Motorist alerts TxTag to occasional double-charges in ORT lanes in Austin Tx
TxDOT should give Marcus Davis a reward of six months free tolls or somesuch. He alerted them to a toll system problem that occasionally double bills motorists in their open road toll (ORT) lanes.
Davis has a good sense of numbers. He told KXAN television in Austin - which broke the story - he sensed he was being
overcharged by TxTag, the TxDOT unit that issues the sticker tags and operates the toll system accounts in Central Texas.
"I don't use the toll roads all that much, but I use them occasionally. And so I figured I had a low balance, but it shouldn't have been as low as it was," Davis told the TV reporter.
He combed through a printout of his account and sure enough found two almost identical tolls for SH45 westbound lane 10 Lake Creek plaza. He emailed TxTag and got a refund of the toll but decided to go public with the problem and contacted the TV station. He figured it might affect a lot of motorists.
The open road toll system uses a couple of in-pavement loops in each lane to track each vehicle through the toll read zone. Even though two lanes' loops could detect the same vehicle (straddling lanes) the logic of the algorithms is only supposed to generate one transaction per vehicle pass. The readers on the gantry above read each tag (aka as a transponder) by RF data signal multiple times within the read zone (three to six times is probably most common) but they must only associate one tag read with one vehicle pass as defined by the vehicle detection and tracking system, which in this case uses the electromagnetic loops in the pavement underneath.
Somehow the Central Texas Turnpike system has been occasionally seeing a second pass almost simultaneously with the first, it appears, generating two transactions where there should be only one.
A TxDOT spokesman Gabriela Garcia is quoted as saying they estimate the double pass/double transaction problem has
been occurring about 150 times per day on their system which does about 190,000 transactions per day.
It is either a pavement loops problem or more likely a toll management software problem because it wasn't peculiar to Lake Creek. Double charges have turned up
sporadically all over the system which covers SH130, SH45 and Loop 1.
UTS system
System integrator for this Central Texas TxDOT system was United Toll Systems (UTS) based in Wetumpka (near Montgomery) Alabama. UTS developed their own loops together with a digital signal processing that allows them to identify vehicles through matching electromagnetic signatures of different classes of vehicles.
UTS also did Miami Dade Expressway's toll system, though UTS have told us in the past that they had to almost completely start from scratch with designing the Central Austin system. UTS's contract provides for several years of maintenance and operations.
COMMENT: Reporters misreport. The announcer who introduced the TV report said "some lanes (in the Central Austin system) are charging double." This was doubly mistaken. The lanes weren't doublebilling everyone as this suggests. Also the problem was not "some lanes" it was the overall toll management system or the loops' logic.

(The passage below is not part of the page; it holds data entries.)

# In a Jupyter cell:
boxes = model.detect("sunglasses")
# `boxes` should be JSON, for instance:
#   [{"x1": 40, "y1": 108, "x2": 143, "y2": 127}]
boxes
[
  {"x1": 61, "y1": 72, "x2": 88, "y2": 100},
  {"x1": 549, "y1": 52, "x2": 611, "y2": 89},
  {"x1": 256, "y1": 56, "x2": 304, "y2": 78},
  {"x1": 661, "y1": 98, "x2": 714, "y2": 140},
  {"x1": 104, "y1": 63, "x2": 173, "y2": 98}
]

And the reporter said the system was "prone to double charge." Prone to suggests likely to, but for any individual motorist the likelihood was 150/192,000 or a chance of less than one in a thousand of being double-billed. That's prone to occasional double billing, not prone to double billing.
150 times per day on a system with 192,000 transactions is a relatively small problem but, still, it shouldn't happen. Now they are alerted to the problem and know what to look for they should be able to figure out why it's happening and be able to fix.
It may well be fixed as we write.
Other TxDOT systems such as SH121 north of Dallas and Loop 49 in Tyler are quite different from the Central Texas Turpike System with system integration by Raytheon, which now has an umbrella contract to do new toll systems for the state tollroads, many of which are handed on to regional toll authorities after they are built. Austin's 183A tollroad in the northwest of the area run by the Central Texas Regional Mobility Authority had a toll system designed by Caseta Technologies.
Every system will have glitches, whatever they tell you. The glitch issue is: how serious, how many, and how quickly they are detected and fixed.